CoCoCo: Improving Text-Guided Video Inpainting for Better Consistency, Controllability and Compatibility
Bojia Zi, Shihao Zhao, Xianbiao Qi, Jianan Wang, Yukai Shi, Qianyu Chen, Bin Liang, Kam-Fai Wong, Lei Zhang
TL;DR
CoCoCo tackles inconsistencies and weak text-video alignment in text-guided video inpainting by introducing a motion capture module with damped global attention and textual cross-attention, an instance-aware region selection strategy grounded by GroundingDINO, and a task-vector based adaptation to plug personalized T2I models into a latent-diffusion inpainting framework. Built on a UNet diffusion backbone with a frozen spatial block and a trainable motion module, it operates on latent representations encoded by a VAE and supports integration of user-specific models for personalized content in the masked regions. Evaluations on WebVid-10M demonstrate improved motion consistency, textual controllability, and compatibility with personalized models, outperforming several baselines in background preservation and temporal coherence and achieving competitive text alignment. The work offers practical, modular components that enhance the reliability and customization of text-guided video inpainting for real-world use.
Abstract
Recent advancements in video generation have been remarkable, yet many existing methods struggle with issues of consistency and poor text-video alignment. Moreover, the field lacks effective techniques for text-guided video inpainting, a stark contrast to the well-explored domain of text-guided image inpainting. To this end, this paper proposes a novel text-guided video inpainting model that achieves better consistency, controllability and compatibility.

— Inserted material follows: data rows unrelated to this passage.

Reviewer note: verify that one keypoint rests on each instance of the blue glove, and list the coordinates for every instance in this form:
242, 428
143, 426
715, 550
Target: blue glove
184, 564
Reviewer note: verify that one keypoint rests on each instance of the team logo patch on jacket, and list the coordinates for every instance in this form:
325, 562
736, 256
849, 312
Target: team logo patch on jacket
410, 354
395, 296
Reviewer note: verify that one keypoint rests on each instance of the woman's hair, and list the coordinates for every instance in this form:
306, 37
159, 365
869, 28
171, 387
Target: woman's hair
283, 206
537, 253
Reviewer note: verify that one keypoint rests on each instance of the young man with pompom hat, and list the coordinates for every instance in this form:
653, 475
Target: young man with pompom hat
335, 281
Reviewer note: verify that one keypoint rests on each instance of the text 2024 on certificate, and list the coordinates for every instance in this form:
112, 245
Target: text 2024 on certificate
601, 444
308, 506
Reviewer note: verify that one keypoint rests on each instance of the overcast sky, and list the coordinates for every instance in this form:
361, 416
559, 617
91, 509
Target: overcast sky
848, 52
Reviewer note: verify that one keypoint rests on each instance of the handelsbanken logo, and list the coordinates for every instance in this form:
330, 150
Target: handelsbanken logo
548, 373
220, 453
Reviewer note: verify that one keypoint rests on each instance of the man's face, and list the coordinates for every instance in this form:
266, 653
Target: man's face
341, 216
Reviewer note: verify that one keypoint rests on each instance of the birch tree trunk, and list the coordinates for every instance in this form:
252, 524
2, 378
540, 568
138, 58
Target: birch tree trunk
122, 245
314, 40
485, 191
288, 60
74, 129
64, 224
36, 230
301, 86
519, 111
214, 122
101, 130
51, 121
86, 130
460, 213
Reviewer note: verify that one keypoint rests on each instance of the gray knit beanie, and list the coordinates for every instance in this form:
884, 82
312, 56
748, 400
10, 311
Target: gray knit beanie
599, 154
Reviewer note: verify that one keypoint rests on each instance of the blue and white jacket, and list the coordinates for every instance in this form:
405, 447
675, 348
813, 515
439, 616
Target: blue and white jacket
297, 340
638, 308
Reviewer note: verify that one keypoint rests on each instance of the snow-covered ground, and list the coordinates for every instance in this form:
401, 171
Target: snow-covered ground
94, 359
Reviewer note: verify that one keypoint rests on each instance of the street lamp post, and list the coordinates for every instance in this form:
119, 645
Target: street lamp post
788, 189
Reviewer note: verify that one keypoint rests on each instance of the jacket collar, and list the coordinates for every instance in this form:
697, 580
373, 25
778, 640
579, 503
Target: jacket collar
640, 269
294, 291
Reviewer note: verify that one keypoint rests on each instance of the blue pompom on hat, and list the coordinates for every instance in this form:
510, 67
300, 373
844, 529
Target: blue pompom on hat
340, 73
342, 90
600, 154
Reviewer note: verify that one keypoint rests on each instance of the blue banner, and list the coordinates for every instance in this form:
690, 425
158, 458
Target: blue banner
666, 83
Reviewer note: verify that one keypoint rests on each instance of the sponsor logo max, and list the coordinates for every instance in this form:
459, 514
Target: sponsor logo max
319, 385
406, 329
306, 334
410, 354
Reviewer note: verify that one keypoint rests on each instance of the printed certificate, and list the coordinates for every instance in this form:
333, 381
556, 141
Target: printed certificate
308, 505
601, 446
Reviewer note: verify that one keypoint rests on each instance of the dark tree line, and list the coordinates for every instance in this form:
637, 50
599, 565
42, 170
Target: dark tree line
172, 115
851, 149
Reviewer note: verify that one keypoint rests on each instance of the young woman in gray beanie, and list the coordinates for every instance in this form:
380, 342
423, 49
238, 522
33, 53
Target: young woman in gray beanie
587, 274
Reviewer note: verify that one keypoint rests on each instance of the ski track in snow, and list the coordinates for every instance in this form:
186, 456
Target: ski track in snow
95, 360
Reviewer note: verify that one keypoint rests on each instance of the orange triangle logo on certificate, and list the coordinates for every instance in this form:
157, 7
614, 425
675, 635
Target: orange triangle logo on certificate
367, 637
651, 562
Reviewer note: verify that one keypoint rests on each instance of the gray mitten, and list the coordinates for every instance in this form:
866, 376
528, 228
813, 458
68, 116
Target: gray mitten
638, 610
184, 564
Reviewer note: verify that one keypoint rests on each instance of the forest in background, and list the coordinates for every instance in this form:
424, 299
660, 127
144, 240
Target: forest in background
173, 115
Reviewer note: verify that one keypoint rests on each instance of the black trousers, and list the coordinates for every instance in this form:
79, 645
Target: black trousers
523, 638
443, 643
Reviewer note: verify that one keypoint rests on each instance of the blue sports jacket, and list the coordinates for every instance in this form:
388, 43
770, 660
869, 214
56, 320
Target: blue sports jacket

Specifically, we introduce a simple but efficient motion capture module to preserve motion consistency, and design an instance-aware region selection instead of a random region selection to obtain better textual controllability, and utilize a novel strategy to inject some personalized models into our CoCoCo model and thus obtain better model compatibility. Extensive experiments show that our model can generate high-quality video clips. Meanwhile, our model shows better motion consistency, textual controllability and model compatibility. More details are shown in [cococozibojia.github.io](cococozibojia.github.io).